Root Microbial Functions and Robust Network Drive High-yielding Canola Genotype

Plants and their root microbiomes have co-evolved complex relationships that influence growth and development. While plant genotype is known to shape root microbiomes, a detailed understanding of this interplay remains limited. We used shotgun metagenomic sequencing to examine the composition, function, and microbial association networks of root bacterial communities in two Brassica napus (canola) genotypes with contrasting yields: NAM-23 and NAM-30. Root samples were collected at three developmental stages (vegetative, flowering, and maturation) across three field sites. Growth stage significantly influenced alpha diversity and community structure, but not KEGG pathway functions.
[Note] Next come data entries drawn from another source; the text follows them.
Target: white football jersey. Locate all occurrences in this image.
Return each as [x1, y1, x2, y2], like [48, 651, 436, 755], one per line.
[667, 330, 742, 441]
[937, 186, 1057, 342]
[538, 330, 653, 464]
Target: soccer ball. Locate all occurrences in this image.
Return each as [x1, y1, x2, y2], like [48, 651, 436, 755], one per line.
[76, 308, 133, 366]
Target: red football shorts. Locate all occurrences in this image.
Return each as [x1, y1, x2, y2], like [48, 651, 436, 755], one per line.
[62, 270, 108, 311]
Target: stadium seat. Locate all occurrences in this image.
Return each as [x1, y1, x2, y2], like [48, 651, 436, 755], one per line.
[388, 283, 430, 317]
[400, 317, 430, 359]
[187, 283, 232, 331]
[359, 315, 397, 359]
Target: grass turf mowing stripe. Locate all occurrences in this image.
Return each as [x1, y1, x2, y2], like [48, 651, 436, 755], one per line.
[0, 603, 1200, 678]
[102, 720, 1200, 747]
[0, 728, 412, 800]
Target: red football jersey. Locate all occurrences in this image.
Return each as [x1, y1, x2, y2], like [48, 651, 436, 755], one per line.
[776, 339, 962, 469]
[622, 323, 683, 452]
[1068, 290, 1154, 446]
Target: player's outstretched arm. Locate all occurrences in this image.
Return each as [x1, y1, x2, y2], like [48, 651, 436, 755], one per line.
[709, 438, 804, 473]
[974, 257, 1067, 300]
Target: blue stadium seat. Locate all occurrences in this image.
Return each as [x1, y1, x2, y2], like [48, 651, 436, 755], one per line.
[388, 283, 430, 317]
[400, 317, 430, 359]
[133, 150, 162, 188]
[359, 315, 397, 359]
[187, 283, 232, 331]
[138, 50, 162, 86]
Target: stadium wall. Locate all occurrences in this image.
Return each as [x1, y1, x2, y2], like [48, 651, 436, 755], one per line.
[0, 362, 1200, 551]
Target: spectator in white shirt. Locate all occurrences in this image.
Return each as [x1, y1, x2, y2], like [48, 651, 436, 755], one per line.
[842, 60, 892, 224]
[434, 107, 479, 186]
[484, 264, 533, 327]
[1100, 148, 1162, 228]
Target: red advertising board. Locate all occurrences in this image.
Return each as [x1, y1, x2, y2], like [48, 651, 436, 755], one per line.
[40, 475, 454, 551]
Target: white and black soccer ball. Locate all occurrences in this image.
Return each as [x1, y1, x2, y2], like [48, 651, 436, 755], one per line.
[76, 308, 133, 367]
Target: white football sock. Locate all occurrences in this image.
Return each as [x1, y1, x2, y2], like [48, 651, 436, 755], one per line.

Genotype had minimal effect on overall diversity and function, but specifically influenced the recruitment of certain bacterial taxa and the topology of microbial association networks. NAM-23, the high-yielding genotype, was enriched in plant growth-promoting bacteria (Rahnella) and genes related to carbohydrate and phosphorus metabolism. Additionally, NAM-23 exhibited a more robust and connected microbial network, with higher degree, betweenness, clustering coefficient, and more genotype-specific hub taxa, suggesting enhanced resilience to environmental stress. Our findings provide a high-resolution view of genotype-specific interactions with the root microbiome, highlighting key microbial features associated with high yield. These insights support microbiome-informed strategies for crop improvement in sustainable agriculture.